Aug 12 2020
Some time ago, an ex-colleague of mine at DAZN received an alert through PagerDuty. There was a spike in error rate for one of the Lambda functions his team looks after. He jumped onto the AWS console right away and confirmed that there was indeed a problem. The next logical step was to check the logs to see what the problem was. But he found nothing.
And so began an hour-long ghost hunt to find clues as to what was failing and why there were no error messages. He was growingly ever more frustrated as he was getting nowhere. Was the log collection broken? Were the errors misreported? Is there a problem with CloudWatch or DataDog?
It was at that point, another teammate noticed the function’s Max Duration metric had flatlined at 6 secs around the same time as the spike in errors.
“Could the function have timed out?”
“Ahh, of course! That must be it!”
Once they realized the problem was timeouts, they were able to find those Tasks timed out after 6.00 seconds
error messages in the logs.
If you have worked with Lambda for some time then this might be a familiar story. Unfortunately, when a Lambda function times out, it’s one of the trickier problems to debug because:
- Lambda does not report a separate error metric for timeouts, so timeout errors are bundled with other generic errors.
- Lambda functions often have to perform multiple IO operations during an invocation, so there is more than one potential culprit.
- You’re entirely relying on the absence of a signpost to tell you that the function timed out waiting for something to finish, which requires a lot of discipline to signpost the start and end of every operation consistently.
In this post, I’ll explore a few ways to debug Lambda timeouts. I hosted a live webinar about this topic on August 19, 2020. You can watch it here.
Detect timeouts
The story I shared with you earlier illustrates the 1st challenge with Lambda timeouts — that it can be tricky to identify. Here are a couple of ways that can help you spot Lambda timeouts quickly.
Look at Max Duration
As I mentioned before, the biggest telltale sign of timeout is by looking at a function’s Max Duration metric. If it flatlines like this and coincides with a rise in Error count then the invocations likely timed out.

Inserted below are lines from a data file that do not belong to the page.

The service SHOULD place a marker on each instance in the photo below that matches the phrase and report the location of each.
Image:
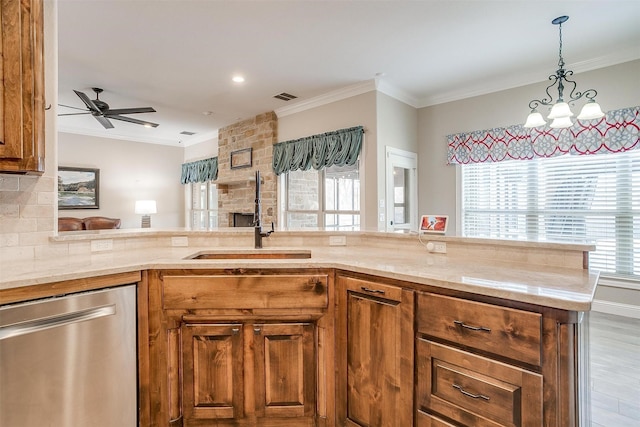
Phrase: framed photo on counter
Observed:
(78, 188)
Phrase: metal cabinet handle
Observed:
(39, 324)
(471, 395)
(373, 291)
(473, 328)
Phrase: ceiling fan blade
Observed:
(89, 103)
(71, 106)
(104, 122)
(136, 121)
(131, 110)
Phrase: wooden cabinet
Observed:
(21, 87)
(481, 364)
(375, 354)
(241, 348)
(280, 357)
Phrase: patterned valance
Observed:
(340, 147)
(200, 171)
(617, 131)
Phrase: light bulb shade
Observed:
(534, 120)
(590, 111)
(145, 207)
(560, 110)
(561, 123)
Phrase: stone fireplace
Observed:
(236, 186)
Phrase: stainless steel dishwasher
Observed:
(70, 361)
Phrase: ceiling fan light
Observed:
(591, 110)
(535, 120)
(561, 123)
(560, 110)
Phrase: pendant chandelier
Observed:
(560, 111)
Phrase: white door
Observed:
(402, 189)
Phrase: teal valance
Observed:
(340, 147)
(200, 171)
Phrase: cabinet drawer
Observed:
(515, 334)
(474, 390)
(244, 292)
(373, 289)
(427, 420)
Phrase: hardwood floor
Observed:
(614, 370)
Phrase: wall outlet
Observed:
(180, 241)
(337, 240)
(101, 245)
(439, 247)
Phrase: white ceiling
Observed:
(178, 56)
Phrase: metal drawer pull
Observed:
(466, 393)
(473, 328)
(373, 291)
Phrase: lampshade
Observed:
(145, 207)
(590, 111)
(534, 119)
(561, 123)
(560, 110)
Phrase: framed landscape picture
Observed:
(78, 188)
(434, 224)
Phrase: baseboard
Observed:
(626, 310)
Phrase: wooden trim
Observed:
(144, 373)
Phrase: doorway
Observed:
(401, 190)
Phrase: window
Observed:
(327, 199)
(594, 198)
(203, 214)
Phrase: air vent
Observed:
(285, 96)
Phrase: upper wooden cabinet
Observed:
(22, 88)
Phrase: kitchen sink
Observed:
(252, 254)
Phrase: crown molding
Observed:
(327, 98)
(200, 137)
(399, 94)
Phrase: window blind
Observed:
(594, 198)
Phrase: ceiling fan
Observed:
(102, 113)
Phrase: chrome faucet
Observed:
(258, 233)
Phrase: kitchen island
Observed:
(488, 319)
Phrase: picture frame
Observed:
(434, 224)
(78, 188)
(241, 158)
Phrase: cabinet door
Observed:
(379, 355)
(212, 371)
(285, 367)
(21, 86)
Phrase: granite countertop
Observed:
(547, 285)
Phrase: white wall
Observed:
(618, 87)
(201, 151)
(129, 171)
(397, 128)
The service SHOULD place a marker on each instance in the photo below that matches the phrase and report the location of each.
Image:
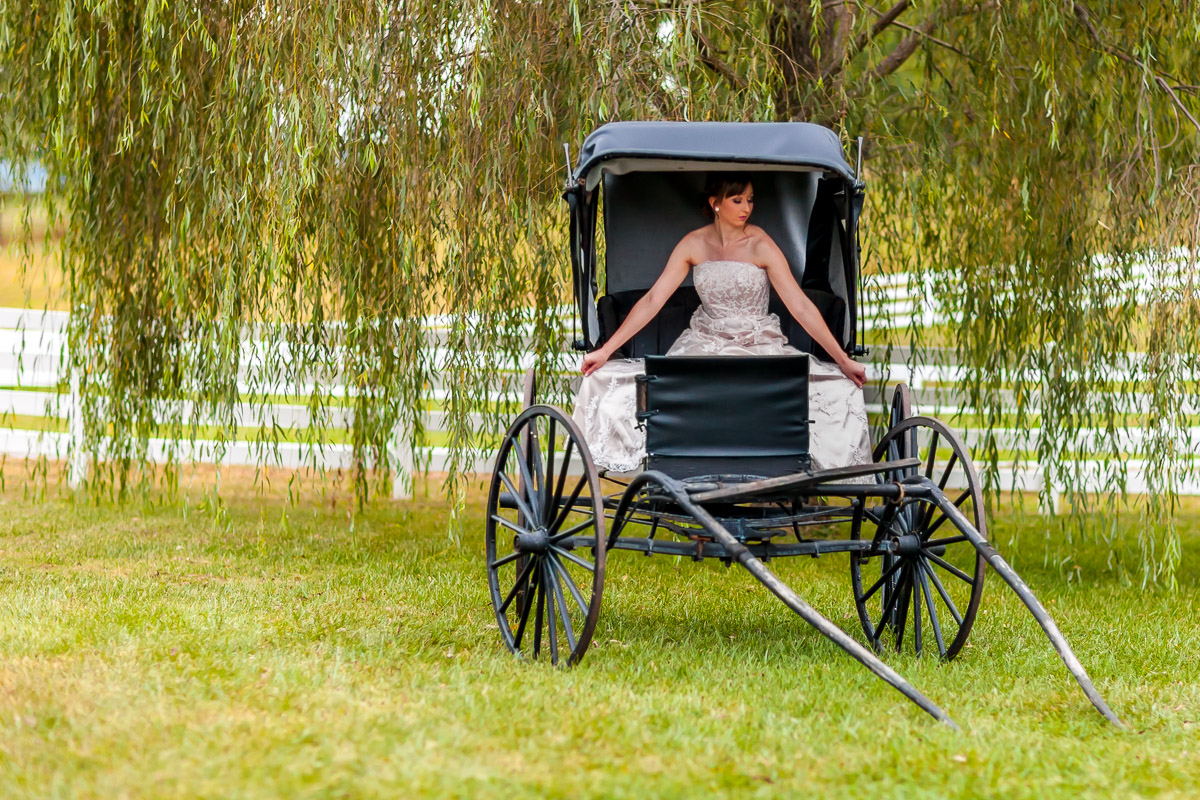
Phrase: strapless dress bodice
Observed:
(732, 288)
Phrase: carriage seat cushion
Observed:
(660, 332)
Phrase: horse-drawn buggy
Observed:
(727, 471)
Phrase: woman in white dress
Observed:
(733, 265)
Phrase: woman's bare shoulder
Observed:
(694, 244)
(760, 240)
(697, 236)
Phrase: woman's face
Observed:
(735, 209)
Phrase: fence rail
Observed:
(33, 386)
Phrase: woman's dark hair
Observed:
(723, 185)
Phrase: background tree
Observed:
(323, 175)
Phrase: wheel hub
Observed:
(535, 541)
(906, 545)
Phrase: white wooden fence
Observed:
(33, 352)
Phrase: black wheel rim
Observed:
(927, 587)
(545, 543)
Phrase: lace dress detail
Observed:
(732, 319)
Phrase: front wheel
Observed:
(545, 535)
(929, 579)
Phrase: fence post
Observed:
(78, 458)
(401, 464)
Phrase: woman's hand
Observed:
(853, 371)
(594, 360)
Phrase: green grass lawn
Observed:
(174, 651)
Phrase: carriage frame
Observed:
(737, 489)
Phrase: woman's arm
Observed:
(803, 310)
(645, 310)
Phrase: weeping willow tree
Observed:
(319, 178)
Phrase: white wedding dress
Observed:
(732, 319)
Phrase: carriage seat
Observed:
(713, 415)
(660, 332)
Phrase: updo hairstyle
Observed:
(723, 185)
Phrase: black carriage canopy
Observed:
(649, 178)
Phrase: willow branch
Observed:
(709, 58)
(895, 59)
(1085, 18)
(880, 25)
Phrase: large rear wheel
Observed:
(545, 537)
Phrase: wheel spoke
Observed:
(561, 602)
(531, 487)
(941, 590)
(933, 612)
(958, 504)
(550, 474)
(539, 469)
(916, 613)
(516, 585)
(875, 587)
(551, 611)
(570, 504)
(525, 619)
(888, 608)
(933, 455)
(516, 495)
(903, 609)
(949, 567)
(570, 531)
(511, 525)
(570, 584)
(562, 475)
(504, 559)
(573, 558)
(943, 542)
(541, 608)
(893, 456)
(949, 469)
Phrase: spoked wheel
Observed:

Look out for “Task timed out after”
As the problem is that Lambda does not report a separate Timeout metric, you can make your own with metric filters. Use the pattern Task timed out after
against a Lambda function’s log group and you can create a count metric for timeouts.
This approach is easy to implement but hard to scale with the number of functions. You will need to do this for every function you create.

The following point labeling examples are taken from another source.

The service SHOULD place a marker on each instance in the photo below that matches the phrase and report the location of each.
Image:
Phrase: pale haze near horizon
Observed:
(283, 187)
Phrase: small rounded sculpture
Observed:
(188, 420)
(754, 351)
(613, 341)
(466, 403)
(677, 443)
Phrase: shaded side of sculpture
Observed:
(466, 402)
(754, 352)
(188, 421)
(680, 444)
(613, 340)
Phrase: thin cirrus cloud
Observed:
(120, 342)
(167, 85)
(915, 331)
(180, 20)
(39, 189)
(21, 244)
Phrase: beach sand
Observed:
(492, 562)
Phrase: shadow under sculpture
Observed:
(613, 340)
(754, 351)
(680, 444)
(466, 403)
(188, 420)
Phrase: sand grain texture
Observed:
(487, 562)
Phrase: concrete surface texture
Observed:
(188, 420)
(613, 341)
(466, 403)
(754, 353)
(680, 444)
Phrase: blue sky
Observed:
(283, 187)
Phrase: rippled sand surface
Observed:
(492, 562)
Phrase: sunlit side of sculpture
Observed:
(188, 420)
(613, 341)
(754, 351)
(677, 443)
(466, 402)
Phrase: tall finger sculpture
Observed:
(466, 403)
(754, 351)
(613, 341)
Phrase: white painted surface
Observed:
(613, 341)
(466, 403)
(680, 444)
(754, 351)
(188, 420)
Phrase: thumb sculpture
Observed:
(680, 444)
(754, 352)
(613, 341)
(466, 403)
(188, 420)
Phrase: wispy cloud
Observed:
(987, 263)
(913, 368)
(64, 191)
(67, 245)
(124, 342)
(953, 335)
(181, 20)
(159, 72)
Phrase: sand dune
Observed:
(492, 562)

You can automate this using an EventBridge rule that triggers a Lambda function every time a new CloudWatch log group is created.
source: - aws.logs detail-type: - AWS API Call via CloudTrail detail: eventSource: - logs.amazonaws.com eventName: - CreateLogGroup
The Lambda function can create the metric filter programmatically for any log group that starts with the prefix /aws/lambda/
(every Lambda function’s log group starts with this prefix).

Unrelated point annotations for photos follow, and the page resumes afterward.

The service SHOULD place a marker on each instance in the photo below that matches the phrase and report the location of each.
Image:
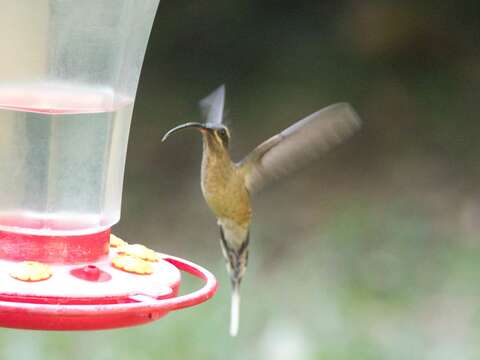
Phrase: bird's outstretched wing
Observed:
(212, 106)
(298, 144)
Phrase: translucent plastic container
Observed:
(68, 77)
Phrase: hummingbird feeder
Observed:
(68, 79)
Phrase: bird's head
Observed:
(215, 135)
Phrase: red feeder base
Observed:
(24, 312)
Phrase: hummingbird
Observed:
(227, 186)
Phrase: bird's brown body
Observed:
(227, 186)
(223, 185)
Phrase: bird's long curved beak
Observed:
(184, 126)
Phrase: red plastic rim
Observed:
(144, 309)
(54, 249)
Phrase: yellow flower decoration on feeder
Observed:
(31, 271)
(139, 251)
(116, 242)
(132, 264)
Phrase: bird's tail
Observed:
(235, 309)
(236, 260)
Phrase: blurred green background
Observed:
(370, 252)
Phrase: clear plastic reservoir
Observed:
(68, 77)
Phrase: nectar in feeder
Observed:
(66, 101)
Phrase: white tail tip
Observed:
(235, 312)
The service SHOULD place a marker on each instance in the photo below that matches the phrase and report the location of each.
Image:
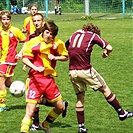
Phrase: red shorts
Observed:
(7, 70)
(42, 85)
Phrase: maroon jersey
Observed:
(80, 48)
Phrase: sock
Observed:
(3, 94)
(36, 117)
(80, 116)
(112, 100)
(49, 119)
(26, 122)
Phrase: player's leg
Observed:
(35, 124)
(80, 112)
(3, 94)
(79, 88)
(45, 102)
(113, 101)
(30, 108)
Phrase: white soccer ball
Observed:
(17, 88)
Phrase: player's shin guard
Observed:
(3, 94)
(49, 119)
(112, 100)
(80, 116)
(26, 122)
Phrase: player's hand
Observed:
(24, 68)
(18, 56)
(51, 57)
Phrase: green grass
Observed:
(100, 117)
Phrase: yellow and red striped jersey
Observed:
(37, 51)
(9, 39)
(29, 26)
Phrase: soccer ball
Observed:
(17, 88)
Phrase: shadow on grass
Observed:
(60, 124)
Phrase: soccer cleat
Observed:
(33, 127)
(126, 115)
(64, 112)
(46, 130)
(82, 130)
(2, 109)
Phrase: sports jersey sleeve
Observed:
(101, 42)
(21, 36)
(61, 49)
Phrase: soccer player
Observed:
(9, 38)
(28, 26)
(38, 22)
(41, 54)
(82, 73)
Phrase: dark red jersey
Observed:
(80, 48)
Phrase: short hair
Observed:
(91, 27)
(5, 12)
(34, 5)
(38, 14)
(50, 26)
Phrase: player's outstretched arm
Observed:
(107, 51)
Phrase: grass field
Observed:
(117, 71)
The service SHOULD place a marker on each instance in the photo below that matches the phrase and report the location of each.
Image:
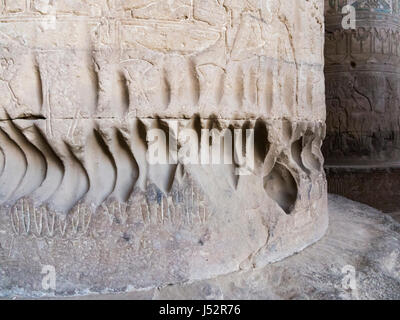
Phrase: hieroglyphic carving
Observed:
(362, 75)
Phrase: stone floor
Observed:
(359, 258)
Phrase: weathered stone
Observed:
(362, 69)
(84, 85)
(359, 258)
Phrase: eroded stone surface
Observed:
(359, 238)
(363, 102)
(82, 85)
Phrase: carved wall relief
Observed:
(89, 87)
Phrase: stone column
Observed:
(113, 116)
(362, 72)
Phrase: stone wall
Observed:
(363, 99)
(82, 85)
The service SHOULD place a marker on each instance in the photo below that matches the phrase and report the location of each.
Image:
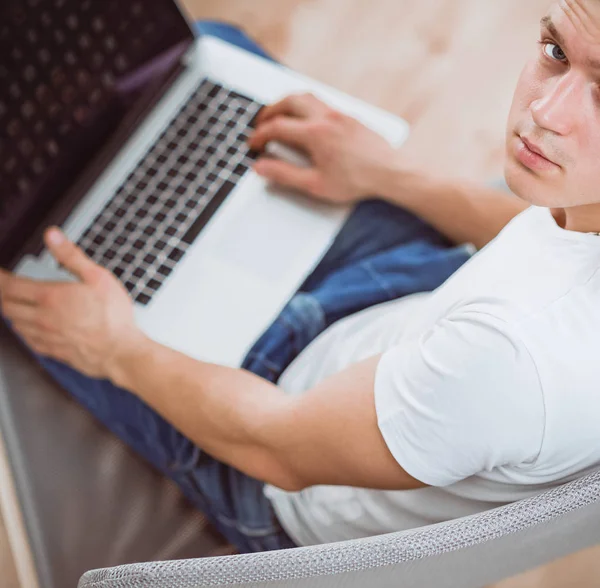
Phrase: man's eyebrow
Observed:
(549, 25)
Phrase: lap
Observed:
(233, 502)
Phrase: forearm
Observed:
(465, 212)
(229, 413)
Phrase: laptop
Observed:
(122, 127)
(119, 125)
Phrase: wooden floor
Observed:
(448, 66)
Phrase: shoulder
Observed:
(446, 401)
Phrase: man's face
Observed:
(556, 110)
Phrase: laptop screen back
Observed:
(74, 77)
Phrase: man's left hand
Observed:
(84, 324)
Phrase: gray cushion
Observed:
(88, 501)
(469, 552)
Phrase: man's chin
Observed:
(527, 186)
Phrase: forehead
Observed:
(576, 20)
(575, 25)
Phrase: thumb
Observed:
(290, 176)
(71, 257)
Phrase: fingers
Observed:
(297, 105)
(287, 130)
(279, 172)
(70, 256)
(17, 289)
(19, 312)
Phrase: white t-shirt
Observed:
(488, 389)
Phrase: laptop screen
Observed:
(74, 77)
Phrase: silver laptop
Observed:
(121, 126)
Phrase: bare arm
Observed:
(465, 212)
(352, 163)
(329, 435)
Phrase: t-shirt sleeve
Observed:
(463, 398)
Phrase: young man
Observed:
(418, 410)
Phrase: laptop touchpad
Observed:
(276, 235)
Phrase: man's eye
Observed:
(554, 52)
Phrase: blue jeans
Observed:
(382, 253)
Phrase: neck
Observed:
(583, 219)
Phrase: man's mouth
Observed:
(533, 156)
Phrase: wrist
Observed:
(127, 354)
(385, 177)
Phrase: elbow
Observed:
(289, 480)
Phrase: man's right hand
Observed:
(347, 158)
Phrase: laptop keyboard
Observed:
(157, 213)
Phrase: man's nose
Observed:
(557, 110)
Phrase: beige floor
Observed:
(448, 67)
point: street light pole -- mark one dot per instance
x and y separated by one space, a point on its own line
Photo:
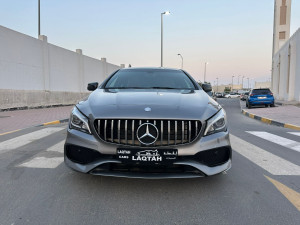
243 82
181 60
248 83
239 79
39 18
161 37
205 70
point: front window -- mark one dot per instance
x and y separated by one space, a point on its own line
150 79
261 92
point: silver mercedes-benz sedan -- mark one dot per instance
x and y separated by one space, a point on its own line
148 123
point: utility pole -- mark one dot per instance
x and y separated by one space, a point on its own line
205 71
39 18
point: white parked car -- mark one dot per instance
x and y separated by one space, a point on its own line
232 95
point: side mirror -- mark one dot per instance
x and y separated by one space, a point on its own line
92 86
207 87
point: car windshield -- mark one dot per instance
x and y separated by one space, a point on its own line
150 79
261 92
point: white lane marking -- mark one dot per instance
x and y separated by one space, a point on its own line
294 145
295 133
28 138
266 160
43 162
59 147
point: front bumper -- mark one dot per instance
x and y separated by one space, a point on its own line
261 102
206 156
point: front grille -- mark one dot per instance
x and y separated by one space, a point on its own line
170 132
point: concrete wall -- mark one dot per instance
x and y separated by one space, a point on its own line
286 70
34 72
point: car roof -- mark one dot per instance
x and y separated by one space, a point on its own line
150 68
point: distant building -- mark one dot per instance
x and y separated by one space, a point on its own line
221 88
286 52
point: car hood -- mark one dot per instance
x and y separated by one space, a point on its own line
164 104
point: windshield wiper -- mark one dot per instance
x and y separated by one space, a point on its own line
125 88
170 88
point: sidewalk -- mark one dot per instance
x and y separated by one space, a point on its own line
20 119
286 115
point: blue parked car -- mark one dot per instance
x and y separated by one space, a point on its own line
260 97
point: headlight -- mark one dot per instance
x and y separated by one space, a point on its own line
217 123
79 122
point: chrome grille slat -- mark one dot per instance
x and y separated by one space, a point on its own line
161 132
98 126
105 126
175 142
119 137
190 131
132 132
112 131
182 132
126 138
171 132
168 132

Log an error message just before function times out
Many teams would write structured logs in their Lambda function, and set up centralized logging so they can search all their Lambda logs in one convenient place. The log aggregation platform is where they would most likely start their debugging efforts.
When an invocation times out, we don’t have a way to run custom code. We can’t log an error message that tells us that the function has timed out and leave ourselves some context around what it was doing when it timed out. This negates the effort we put into writing useful logs and to centralize them in one place. It’s the reason why my former colleague wasn’t able to identify those errors as timeouts.
So if you can’t run custom code when the function has timed out, then how about running some custom code JUST BEFORE the function times out?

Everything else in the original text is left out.